BTW, in almost all cases, real durability requires allowing plenty of time for the paint to fully cure before coating it (on the order of a week, sometimes more), and allowing even more time for the clear coat to cure.
Also, in case you weren't aware of it, most experienced modellers don't spray chrome paint directly on the plastic part. They start with a base coat of a gloss black paint that bonds with the plastic and dries to a very smooth surface. The chrome paint is applied to that after it's cured (typically more than a day). It doesn't take a thick covering of chrome paint over the black to produce a chrome look.
But the main idea I wanted to cover is something unusual that might be the best solution, that I stumbled across in this video, Chrome Finish on Plastic- Did I Find the Answer?. Coincidentally, the application in the video was chrome finishing a plastic hood ornament for a car. The video covers a number of products that were tested, but the surprising one was something sold as a system for fingernail polish.
You apply a clear, UV-cure acrylic resin that self-levels to a very smooth surface, and you harden it. Then you brush on a very fine colored powder (silver was one of the colors in the kit). A thin layer of the powder bonds to the coating and looks like polished metal.

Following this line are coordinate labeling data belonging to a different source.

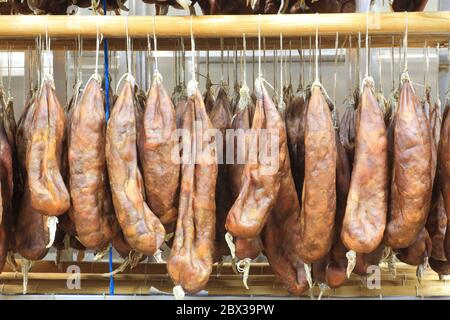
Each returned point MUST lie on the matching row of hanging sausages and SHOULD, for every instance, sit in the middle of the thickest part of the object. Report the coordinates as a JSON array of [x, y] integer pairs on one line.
[[207, 6], [337, 198]]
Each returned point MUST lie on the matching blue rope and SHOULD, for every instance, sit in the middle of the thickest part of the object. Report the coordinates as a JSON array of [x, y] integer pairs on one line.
[[105, 51]]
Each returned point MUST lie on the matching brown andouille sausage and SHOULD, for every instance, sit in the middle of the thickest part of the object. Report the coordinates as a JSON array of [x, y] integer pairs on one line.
[[220, 116], [156, 146], [337, 266], [444, 171], [142, 229], [48, 192], [347, 130], [332, 269], [241, 123], [280, 235], [437, 219], [260, 182], [6, 188], [180, 102], [412, 184], [365, 215], [87, 167], [295, 127], [31, 231], [235, 97], [319, 189], [208, 96], [191, 257], [437, 224], [416, 253]]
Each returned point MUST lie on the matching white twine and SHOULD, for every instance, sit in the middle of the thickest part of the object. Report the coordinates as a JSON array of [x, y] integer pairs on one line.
[[244, 270], [317, 48], [351, 262], [52, 223], [259, 47], [192, 85], [406, 42], [230, 243], [155, 46], [308, 274], [178, 292]]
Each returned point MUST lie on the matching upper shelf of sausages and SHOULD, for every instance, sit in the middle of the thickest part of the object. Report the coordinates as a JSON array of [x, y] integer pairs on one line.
[[208, 7], [385, 30]]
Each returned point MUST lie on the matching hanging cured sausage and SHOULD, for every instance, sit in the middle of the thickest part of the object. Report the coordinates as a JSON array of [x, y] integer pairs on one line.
[[87, 164], [295, 127], [157, 147], [412, 173], [142, 229], [261, 180], [191, 257], [281, 235], [31, 231], [365, 215], [444, 172], [48, 192], [221, 120], [319, 189]]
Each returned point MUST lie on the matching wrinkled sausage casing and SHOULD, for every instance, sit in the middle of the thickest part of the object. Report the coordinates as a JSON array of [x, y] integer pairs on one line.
[[333, 267], [319, 189], [87, 167], [365, 215], [156, 146], [142, 229], [281, 232], [260, 182], [31, 231], [295, 127], [6, 188], [241, 123], [411, 185], [444, 172], [221, 120], [191, 258], [48, 192]]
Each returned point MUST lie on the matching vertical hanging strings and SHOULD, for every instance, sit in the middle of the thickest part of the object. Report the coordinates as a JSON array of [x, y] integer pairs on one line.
[[427, 68], [222, 60], [367, 45], [128, 47], [317, 50], [9, 72], [335, 67], [302, 65], [193, 52], [350, 66], [244, 43], [155, 46], [405, 43], [259, 48], [392, 64], [97, 49], [192, 85], [280, 103]]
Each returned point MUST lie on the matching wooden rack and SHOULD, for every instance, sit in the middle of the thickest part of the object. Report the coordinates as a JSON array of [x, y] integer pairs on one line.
[[385, 29], [47, 278]]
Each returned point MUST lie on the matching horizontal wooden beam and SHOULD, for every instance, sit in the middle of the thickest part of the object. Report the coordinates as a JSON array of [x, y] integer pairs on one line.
[[173, 44], [207, 30]]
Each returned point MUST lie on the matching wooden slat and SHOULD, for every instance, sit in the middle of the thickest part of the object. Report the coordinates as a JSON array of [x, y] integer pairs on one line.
[[19, 31], [44, 278]]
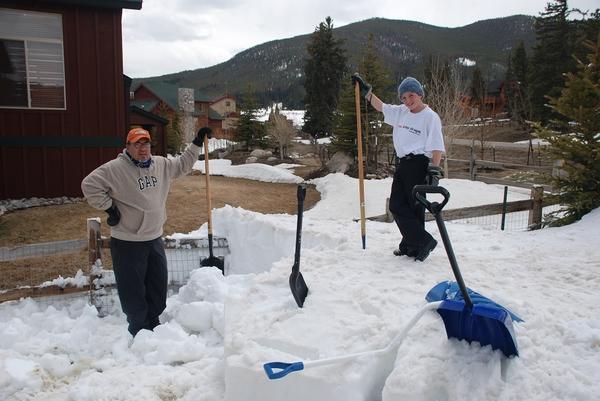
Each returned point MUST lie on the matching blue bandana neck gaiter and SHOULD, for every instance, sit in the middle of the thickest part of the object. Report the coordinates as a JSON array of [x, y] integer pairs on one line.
[[139, 163]]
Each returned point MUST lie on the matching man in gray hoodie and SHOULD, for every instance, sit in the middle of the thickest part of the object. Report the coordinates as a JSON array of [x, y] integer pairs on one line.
[[133, 190]]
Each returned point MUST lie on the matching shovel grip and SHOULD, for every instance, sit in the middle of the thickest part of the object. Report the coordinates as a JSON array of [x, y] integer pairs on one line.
[[277, 370], [419, 192]]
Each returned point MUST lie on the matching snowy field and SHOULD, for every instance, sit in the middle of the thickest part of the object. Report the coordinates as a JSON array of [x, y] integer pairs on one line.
[[218, 331]]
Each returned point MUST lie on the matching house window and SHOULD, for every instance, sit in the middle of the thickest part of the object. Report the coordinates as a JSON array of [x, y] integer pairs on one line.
[[32, 73]]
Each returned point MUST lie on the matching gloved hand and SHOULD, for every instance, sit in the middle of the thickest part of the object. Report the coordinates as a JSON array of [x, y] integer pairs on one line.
[[202, 132], [365, 88], [434, 174], [114, 216]]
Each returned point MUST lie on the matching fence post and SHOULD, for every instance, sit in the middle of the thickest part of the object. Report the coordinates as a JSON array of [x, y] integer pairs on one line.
[[94, 253], [535, 214], [472, 164]]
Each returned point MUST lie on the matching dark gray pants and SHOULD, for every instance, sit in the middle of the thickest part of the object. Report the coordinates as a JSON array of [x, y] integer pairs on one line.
[[409, 214], [141, 273]]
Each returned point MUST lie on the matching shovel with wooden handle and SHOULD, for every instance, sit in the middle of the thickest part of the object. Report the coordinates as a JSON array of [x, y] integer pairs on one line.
[[297, 284], [212, 260]]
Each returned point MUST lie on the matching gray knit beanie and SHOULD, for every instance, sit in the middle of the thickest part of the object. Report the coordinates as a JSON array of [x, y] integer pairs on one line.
[[409, 84]]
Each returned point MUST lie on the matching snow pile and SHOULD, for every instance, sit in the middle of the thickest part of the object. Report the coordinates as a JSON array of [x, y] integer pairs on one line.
[[218, 331], [68, 352], [253, 171]]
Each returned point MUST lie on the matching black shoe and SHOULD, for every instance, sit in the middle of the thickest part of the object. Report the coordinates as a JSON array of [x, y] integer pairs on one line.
[[402, 250], [426, 250]]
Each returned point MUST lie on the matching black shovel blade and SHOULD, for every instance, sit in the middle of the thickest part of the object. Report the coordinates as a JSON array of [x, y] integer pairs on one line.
[[218, 262], [486, 324], [298, 287]]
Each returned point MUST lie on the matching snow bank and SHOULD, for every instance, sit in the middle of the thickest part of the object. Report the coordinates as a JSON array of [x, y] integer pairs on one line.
[[253, 171]]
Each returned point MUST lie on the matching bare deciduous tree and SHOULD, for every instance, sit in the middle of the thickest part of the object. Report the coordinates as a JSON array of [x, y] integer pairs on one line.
[[280, 130], [444, 91]]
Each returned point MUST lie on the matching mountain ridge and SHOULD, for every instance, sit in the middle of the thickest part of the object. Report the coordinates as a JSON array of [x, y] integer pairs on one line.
[[275, 68]]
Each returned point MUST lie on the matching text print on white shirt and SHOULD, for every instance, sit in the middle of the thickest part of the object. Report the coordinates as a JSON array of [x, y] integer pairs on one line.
[[412, 130]]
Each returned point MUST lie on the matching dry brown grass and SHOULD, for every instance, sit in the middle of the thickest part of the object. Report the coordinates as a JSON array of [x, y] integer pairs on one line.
[[186, 211]]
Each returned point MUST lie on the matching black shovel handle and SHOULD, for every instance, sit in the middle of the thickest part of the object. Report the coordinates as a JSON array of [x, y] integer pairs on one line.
[[435, 208], [301, 195]]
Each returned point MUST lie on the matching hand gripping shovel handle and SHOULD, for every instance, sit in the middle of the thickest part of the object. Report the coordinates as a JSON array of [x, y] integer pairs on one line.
[[435, 208], [277, 370], [301, 193]]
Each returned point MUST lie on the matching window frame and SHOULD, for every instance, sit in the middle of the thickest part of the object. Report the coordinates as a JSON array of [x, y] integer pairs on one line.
[[26, 40]]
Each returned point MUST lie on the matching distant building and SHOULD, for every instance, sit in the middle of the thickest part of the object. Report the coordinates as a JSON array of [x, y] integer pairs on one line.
[[494, 104], [64, 104], [166, 100]]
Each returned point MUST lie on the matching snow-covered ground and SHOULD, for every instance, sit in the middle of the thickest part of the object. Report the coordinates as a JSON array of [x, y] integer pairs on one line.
[[218, 331], [296, 116]]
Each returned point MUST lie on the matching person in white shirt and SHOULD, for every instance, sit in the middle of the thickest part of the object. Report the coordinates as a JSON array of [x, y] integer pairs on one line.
[[419, 145]]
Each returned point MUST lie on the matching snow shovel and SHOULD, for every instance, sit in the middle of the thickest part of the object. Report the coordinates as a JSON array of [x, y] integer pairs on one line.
[[277, 370], [482, 321], [212, 260], [361, 180], [297, 284]]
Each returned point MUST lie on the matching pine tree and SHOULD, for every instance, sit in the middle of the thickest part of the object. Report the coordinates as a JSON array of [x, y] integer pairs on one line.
[[517, 85], [551, 58], [324, 71], [344, 134], [577, 141], [248, 129]]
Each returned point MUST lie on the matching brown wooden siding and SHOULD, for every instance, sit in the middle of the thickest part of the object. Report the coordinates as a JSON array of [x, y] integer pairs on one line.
[[46, 153]]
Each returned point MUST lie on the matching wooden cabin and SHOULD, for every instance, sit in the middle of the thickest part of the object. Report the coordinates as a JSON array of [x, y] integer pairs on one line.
[[64, 101]]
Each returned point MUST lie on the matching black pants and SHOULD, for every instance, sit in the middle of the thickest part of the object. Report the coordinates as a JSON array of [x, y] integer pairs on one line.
[[141, 273], [408, 213]]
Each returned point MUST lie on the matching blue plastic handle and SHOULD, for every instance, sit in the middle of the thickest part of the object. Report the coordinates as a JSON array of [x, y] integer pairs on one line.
[[284, 367]]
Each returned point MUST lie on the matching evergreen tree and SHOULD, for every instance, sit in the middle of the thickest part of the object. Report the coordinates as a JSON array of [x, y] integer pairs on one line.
[[324, 70], [444, 89], [551, 58], [248, 129], [173, 133], [344, 134], [577, 141], [516, 84], [477, 89]]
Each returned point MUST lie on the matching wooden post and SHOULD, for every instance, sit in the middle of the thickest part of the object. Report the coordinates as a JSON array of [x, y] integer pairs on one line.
[[535, 214], [472, 164], [94, 253]]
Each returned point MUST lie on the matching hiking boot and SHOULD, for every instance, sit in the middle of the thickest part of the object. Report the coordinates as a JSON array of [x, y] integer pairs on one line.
[[403, 250], [426, 250]]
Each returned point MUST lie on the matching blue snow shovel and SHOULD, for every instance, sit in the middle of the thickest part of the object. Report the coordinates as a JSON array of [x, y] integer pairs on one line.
[[277, 370], [297, 284], [482, 321]]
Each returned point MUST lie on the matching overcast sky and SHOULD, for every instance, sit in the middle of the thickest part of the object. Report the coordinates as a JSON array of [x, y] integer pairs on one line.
[[176, 35]]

The acrylic coating is tough (and immune to sunlight UV). I don't know how much handling the bonded powder would take before it wears off. But if it needs protection, my assumption is that this finish would be much easier to protect than chrome paint, with a bigger range of options. In the video, the author comments that the finish isn't fragile like chrome paint and thought there was no need to add a protective top coat on the hood ornament.

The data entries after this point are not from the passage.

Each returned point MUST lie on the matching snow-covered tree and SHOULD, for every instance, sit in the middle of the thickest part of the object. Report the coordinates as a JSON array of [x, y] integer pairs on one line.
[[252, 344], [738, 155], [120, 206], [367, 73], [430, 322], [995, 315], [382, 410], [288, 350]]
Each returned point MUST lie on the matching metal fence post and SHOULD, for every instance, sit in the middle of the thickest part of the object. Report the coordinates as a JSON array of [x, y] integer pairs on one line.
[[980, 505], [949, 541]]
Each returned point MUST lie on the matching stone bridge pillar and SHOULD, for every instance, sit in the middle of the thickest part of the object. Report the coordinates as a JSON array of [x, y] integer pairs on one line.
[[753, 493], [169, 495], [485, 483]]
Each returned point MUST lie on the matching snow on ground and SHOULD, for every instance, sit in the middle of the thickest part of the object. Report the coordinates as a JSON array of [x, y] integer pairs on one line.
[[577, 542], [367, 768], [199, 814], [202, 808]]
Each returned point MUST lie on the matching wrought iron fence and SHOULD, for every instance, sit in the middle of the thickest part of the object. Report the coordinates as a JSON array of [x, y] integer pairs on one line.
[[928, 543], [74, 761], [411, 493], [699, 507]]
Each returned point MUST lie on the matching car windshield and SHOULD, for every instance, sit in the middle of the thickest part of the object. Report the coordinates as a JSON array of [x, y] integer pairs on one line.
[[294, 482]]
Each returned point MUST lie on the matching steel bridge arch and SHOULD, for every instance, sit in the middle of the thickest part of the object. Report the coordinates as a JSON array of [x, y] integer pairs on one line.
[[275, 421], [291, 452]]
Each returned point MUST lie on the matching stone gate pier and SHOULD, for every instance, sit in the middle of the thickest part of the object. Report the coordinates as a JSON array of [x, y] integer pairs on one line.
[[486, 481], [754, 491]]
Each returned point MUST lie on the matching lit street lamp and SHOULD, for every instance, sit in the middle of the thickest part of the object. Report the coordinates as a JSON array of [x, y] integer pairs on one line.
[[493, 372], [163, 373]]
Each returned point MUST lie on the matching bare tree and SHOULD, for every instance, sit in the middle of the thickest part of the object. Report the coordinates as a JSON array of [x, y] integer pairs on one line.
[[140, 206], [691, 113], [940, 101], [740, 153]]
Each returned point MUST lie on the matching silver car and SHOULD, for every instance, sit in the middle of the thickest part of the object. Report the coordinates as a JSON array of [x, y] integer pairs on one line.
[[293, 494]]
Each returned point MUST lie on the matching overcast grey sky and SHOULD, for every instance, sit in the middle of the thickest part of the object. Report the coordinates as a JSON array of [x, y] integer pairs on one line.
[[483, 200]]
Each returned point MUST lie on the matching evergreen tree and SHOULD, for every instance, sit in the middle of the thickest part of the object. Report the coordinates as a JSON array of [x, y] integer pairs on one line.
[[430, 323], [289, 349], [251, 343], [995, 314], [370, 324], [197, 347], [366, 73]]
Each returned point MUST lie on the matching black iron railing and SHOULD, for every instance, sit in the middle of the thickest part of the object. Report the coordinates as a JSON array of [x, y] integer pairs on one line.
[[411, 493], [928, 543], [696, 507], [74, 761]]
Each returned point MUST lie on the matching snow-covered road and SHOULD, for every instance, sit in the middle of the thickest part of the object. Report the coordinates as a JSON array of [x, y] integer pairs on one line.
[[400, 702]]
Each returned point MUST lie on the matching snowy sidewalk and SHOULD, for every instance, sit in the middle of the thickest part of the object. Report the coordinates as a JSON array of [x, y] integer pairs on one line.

One other possibility is chrome plating the plastic. I thought this wouldn't be practical at home, but a Russian guy has a video, Few people know this secret of plastic chrome plating!, of how to do it with readily available materials that don't involve serious hazards. I'm not up on my chemistry enough to know what metal actually gets plated onto the plastic. In his process, the final plating step uses a solution made from stainless steel, and a lead electrode. I don't know if lead is used so it doesn't bond with all the ions in the solution, and the part gets plated with stainless steel, or the solution mainly serves as an electrolyte, and the part gets plated with lead. But it turns silvery and that may be all that matters. :-)
The author claims the process pulls chrome from the stainless steel into solution, and that's what gets plated. In another video, he plates an aluminum part with essentially the same process, but uses a stainless steel spoon instead of lead as the electrode. So the metal plated onto the part probably isn't lead.